In Derek Tovey’s classes, that shaking of his foundations continued. He saw a development of thought taking place in the New Testament, too.
Take, for instance, the doctrine of Jesus as the Son of God. Paul, who wrote the earliest NT documents, declares Jesus Son of God at his resurrection.
Next came the Gospel of Mark, which makes that claim for Jesus as the Son of God at his adult baptism.
Matthew and Luke, which came later still, move that messiahship forward: they state that Jesus was Son of God at his birth – while in John, the last gospel to be written, Jesus is the Son of God pre-mortal, from eternity past.
The synoptic gospels have presented a human Jesus – but John’s Gospel presents a divine one: He is the Logos. From being a Galilean peasant, a worker of miracles and a healer, Jesus has become God.
Rob also learned that in the Jewish world the term ‘son of God’ was a common metaphor, used of men who were faithful students of the Torah.
By the fourth century though, when the Nicene Creed was being constructed, Jesus has become, literally, God ‘stuff’. But the word substantia – substance – is a Greek concept, and those scholars were seeing through Greek eyes.
“There was no taking into account of the Jewish world view,” says Rob. “No understanding of ‘The son of God’ as Hebrew metaphor. I thought: Wow. What’s going on?

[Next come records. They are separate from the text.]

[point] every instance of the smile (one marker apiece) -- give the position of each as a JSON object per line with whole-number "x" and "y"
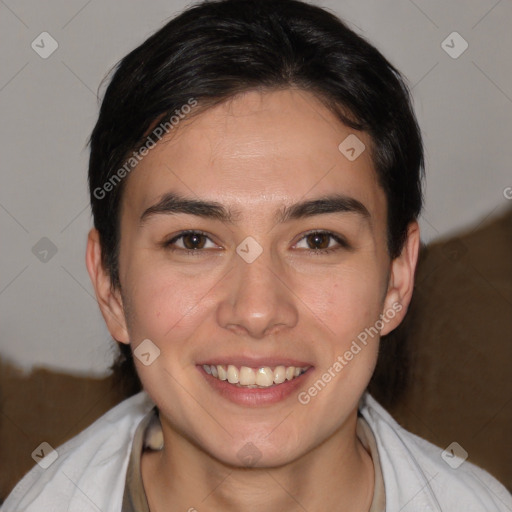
{"x": 262, "y": 377}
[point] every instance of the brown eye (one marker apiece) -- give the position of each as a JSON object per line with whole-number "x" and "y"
{"x": 322, "y": 242}
{"x": 193, "y": 241}
{"x": 318, "y": 240}
{"x": 190, "y": 242}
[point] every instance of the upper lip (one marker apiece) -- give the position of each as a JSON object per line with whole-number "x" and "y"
{"x": 255, "y": 362}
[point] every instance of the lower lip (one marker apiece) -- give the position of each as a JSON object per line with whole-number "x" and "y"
{"x": 254, "y": 397}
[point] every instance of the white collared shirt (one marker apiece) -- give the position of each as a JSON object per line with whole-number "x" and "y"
{"x": 90, "y": 472}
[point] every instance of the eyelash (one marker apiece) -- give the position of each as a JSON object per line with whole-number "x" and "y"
{"x": 343, "y": 244}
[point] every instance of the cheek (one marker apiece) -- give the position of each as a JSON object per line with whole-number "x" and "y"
{"x": 164, "y": 304}
{"x": 345, "y": 300}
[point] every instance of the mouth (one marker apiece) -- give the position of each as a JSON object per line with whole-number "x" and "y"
{"x": 251, "y": 378}
{"x": 257, "y": 385}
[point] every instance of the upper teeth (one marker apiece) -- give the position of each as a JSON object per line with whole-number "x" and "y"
{"x": 245, "y": 376}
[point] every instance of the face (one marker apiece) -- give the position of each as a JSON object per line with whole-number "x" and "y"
{"x": 283, "y": 264}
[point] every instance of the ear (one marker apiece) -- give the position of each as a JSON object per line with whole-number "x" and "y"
{"x": 401, "y": 280}
{"x": 109, "y": 299}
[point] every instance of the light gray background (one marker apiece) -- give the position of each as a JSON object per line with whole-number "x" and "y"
{"x": 49, "y": 316}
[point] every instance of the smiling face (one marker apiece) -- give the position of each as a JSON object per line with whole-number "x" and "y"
{"x": 284, "y": 264}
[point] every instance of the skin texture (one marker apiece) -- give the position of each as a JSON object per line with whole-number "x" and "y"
{"x": 256, "y": 153}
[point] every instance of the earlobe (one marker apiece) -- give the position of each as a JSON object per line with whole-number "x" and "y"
{"x": 401, "y": 280}
{"x": 109, "y": 299}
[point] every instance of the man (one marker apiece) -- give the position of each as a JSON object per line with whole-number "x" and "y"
{"x": 255, "y": 179}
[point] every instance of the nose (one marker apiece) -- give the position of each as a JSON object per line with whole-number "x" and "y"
{"x": 256, "y": 300}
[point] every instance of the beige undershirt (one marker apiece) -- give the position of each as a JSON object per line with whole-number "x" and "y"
{"x": 148, "y": 436}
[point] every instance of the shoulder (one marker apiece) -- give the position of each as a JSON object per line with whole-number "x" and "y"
{"x": 89, "y": 470}
{"x": 417, "y": 476}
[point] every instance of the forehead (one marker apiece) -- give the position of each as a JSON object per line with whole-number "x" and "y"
{"x": 256, "y": 150}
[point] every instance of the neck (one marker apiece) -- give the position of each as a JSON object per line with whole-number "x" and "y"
{"x": 336, "y": 475}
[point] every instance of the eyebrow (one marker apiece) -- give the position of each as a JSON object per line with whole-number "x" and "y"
{"x": 172, "y": 203}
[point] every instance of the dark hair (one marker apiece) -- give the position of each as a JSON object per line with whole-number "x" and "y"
{"x": 217, "y": 49}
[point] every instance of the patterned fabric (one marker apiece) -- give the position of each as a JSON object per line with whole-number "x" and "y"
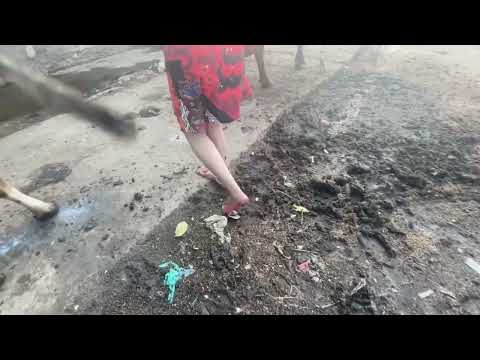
{"x": 207, "y": 83}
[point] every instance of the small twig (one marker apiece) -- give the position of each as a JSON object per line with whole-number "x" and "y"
{"x": 329, "y": 305}
{"x": 306, "y": 251}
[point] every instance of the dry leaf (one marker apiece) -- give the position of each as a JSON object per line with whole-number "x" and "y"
{"x": 300, "y": 209}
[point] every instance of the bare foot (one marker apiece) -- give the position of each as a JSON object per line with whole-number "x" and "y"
{"x": 232, "y": 203}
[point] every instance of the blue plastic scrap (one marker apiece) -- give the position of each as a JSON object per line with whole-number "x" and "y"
{"x": 174, "y": 275}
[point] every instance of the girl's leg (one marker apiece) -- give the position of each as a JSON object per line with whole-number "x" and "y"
{"x": 205, "y": 149}
{"x": 216, "y": 134}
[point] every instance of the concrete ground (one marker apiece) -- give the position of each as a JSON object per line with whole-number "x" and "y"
{"x": 95, "y": 177}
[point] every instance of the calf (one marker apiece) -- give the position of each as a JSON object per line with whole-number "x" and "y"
{"x": 50, "y": 92}
{"x": 258, "y": 52}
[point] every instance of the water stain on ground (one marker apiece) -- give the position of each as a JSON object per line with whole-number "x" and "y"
{"x": 361, "y": 240}
{"x": 46, "y": 175}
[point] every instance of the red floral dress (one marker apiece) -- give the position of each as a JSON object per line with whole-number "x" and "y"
{"x": 207, "y": 83}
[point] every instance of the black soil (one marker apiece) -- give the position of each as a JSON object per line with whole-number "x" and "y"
{"x": 373, "y": 183}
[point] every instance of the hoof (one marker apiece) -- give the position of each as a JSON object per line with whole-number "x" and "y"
{"x": 49, "y": 214}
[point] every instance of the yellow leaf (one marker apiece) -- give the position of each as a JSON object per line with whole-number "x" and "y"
{"x": 181, "y": 229}
{"x": 300, "y": 209}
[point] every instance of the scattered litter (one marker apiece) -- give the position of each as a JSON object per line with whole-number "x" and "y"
{"x": 300, "y": 209}
{"x": 234, "y": 215}
{"x": 359, "y": 286}
{"x": 280, "y": 249}
{"x": 446, "y": 292}
{"x": 181, "y": 229}
{"x": 217, "y": 224}
{"x": 174, "y": 275}
{"x": 305, "y": 266}
{"x": 473, "y": 265}
{"x": 425, "y": 294}
{"x": 287, "y": 183}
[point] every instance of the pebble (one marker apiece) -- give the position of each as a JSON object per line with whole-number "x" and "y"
{"x": 473, "y": 265}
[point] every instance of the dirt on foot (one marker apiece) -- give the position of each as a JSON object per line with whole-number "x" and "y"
{"x": 390, "y": 199}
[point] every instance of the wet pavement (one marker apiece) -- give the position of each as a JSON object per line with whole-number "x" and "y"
{"x": 59, "y": 265}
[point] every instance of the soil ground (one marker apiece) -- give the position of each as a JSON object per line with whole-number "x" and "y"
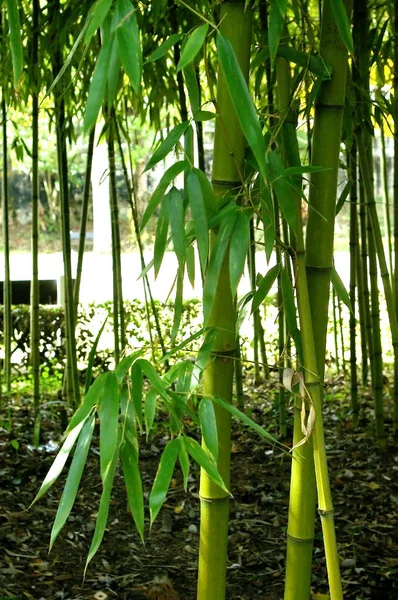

“I have now come to the point where I think: Can I not just accept Jesus as the son of God in the Jewish sense: a son of the Torah, or the Law? Do I have to say that this is God in the literal sense?
“For a fundamentalist, SJC makes or breaks you. And I know several fundamentalists; it’s broken them.”
Rob’s very notion of salvation got challenged. When he was converted, he’d accepted Jesus as his righteousness, who represented him upon the cross.
“But now, having imbibed liberation theology, where the dominant theme is the OT gospel of justice, I think: is this just? Why should the innocent suffer for the guilty? More to the point, what kind of God requires a human sacrifice before He can forgive sin?
“I was caught up in soteriology… it was all me, me, me – how do I get saved. How do I get in?”
Instead of ‘me’, Rob was prodded to think about ‘we’ – for example, how do we, collectively, look after this earth God has made? He was confronted with the idea that God is not merely interested in saving individual souls; He wants to save all creation.
“When I went into SJC, I went in with Hal Lindsay’s book: The Late, Great Planet Earth. I’m embarrassed to say it now, but I read that book so many times – I was so excited by it!
“But what did that tell me? I’d be quoting the Psalm: The earth waxeth old like a garment, and I’d be thinking: Who cares about the planet? It’s on the way out! We’re moving on! I’m going up!”
“Yet I now see that there’s evidence in Scripture that God wants to save and redeem all creation: the planet, and all the people who live on it.”
And yet, and yet… for all the study, for all his academic success… there’s a part of Rob that that still defaults to his past.
He doesn’t drink alcohol, coffee or tea. He talks about gay rights in the church in an easy, liberal way, but recoils from the thought of gay sex. It conflicts with deep-rooted beliefs about purity and the holy life, and it conflicts with his Mormon upbringing.
That Mormon past surfaces in unexpected ways.
“When I was in Torere last year for Archbishop Hui’s tangi, Bishop Kito leant over to me as Bruce Davidson was speaking. ‘When he’s finished’, he whispered, ‘tautoko him with a Pakeha waiata.’
“‘What hymn are you going to sing?’ he asked. I said: Amazing Grace. Well, that didn’t happen: Because when I got to my feet, I sang – God be with you till we meet again.”
That’s an old Mormon favourite that had pinged into his mind.
“I was familiar with it: I sang it with confidence. That’s the attachment I still have with Mormonism. The God we image is pretty much what we’ve learned in our formative years. If I go into a Mormon chapel, it’s still like coming home.”
So where does he now stand?
“One thing I have learned from my experience in evangelical churches – particularly Shiloh – is that God is real.
“God is real – and we don’t have all the answers. I see that God is for us, too, and not against us. But He’s a bit of a mystery for me now. Like Paul, I see through a glass darkly.”